15. A binding affinity-based assay method, the method comprising: presenting a known sample to a set of known low-specificity binding elements to define an individual datum vector to develop a library of datum vectors associated with known samples; presenting an unknown sample to the set of known low- specificity binding elements to acquire a test sample datum vector; and comparing the test sample datum vector to those of the library to determine the most likely mixture of antigens to have produced the observed datum vector.

16. The method of claim 15 wherein the low-specificity binding elements comprise selected molecular types.

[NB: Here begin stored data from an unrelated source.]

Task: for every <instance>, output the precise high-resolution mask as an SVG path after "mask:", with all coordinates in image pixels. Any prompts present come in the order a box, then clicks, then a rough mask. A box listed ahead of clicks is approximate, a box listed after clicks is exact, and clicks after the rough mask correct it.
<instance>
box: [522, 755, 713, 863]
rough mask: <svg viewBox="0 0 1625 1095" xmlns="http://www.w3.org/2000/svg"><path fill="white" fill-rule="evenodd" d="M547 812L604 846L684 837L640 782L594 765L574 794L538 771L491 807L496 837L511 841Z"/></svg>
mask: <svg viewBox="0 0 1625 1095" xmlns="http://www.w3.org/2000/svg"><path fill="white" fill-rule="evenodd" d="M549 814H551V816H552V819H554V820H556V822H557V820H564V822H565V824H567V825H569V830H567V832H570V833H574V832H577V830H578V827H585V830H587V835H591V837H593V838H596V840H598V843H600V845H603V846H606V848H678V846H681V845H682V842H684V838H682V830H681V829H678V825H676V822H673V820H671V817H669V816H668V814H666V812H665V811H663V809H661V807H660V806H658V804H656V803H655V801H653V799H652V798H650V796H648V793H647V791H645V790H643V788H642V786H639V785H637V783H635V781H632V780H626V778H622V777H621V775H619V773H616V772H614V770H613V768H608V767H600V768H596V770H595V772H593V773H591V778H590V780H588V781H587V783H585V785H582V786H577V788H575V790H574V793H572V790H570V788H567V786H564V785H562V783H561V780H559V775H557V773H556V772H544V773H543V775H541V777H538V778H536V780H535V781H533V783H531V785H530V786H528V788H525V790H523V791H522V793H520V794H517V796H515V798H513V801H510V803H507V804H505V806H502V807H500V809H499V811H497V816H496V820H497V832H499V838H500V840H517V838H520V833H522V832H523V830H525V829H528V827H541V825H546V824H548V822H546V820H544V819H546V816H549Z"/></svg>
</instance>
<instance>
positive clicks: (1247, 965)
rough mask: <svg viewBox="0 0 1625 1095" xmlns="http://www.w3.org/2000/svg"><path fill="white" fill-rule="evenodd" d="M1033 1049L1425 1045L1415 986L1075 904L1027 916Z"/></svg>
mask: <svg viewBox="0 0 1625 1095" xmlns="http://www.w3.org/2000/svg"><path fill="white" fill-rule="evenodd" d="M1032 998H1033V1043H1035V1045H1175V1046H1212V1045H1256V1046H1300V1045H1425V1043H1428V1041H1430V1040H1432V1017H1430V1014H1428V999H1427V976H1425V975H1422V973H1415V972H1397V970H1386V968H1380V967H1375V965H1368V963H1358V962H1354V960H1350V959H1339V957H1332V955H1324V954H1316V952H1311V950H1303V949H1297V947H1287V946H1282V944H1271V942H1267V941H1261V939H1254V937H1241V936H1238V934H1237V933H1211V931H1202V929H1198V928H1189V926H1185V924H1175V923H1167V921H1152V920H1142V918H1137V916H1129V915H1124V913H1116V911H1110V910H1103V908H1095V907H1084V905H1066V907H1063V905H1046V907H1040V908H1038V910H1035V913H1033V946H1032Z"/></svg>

17. The method of claim 15 wherein the low-specificity binding elements are defined by at least one region spatially distinct from other individual regions.

18. The method of claim 17 wherein each of the individual regions correspond to distinct low-specificity binding elements.

19. The method of claim 15 wherein the comparing the first and second datum vectors comprises using an algorithm to determine a degree of difference or similarity between the first and second datum vectors.

20. The method of claim 18 further comprising using an algorithm to determine relative analyte concentrations in the unknown sample.

21. The method of claim 15 further comprising using a mathematical model of a detector response to a mix of analyte concentrations created from detector responses to pure concentrations of known analytes.

22. The method of claim 18 further comprising using the binding equilibria of analytes to determine analytes and/or concentrations of analytes.

23. The method of claim 18 further comprising using the association/dissociation kinetics of analytes to determine analytes and/or concentration of analytes.

24. The method of claim 18 further comprising communicating the similarity or difference between the known and unknown samples to a remote device.

25. The method of claim 18 further comprising comparing the two datum vectors at a remote system via a communication medium.

26. The method of claim 18 wherein the presenting the known samples to the low-specificity binding elements is performed at a first location, and the presenting the unknown samples to the low- specificity binding elements is performed at a second location.

27. The method of claim 26 wherein the first and second locations are the same.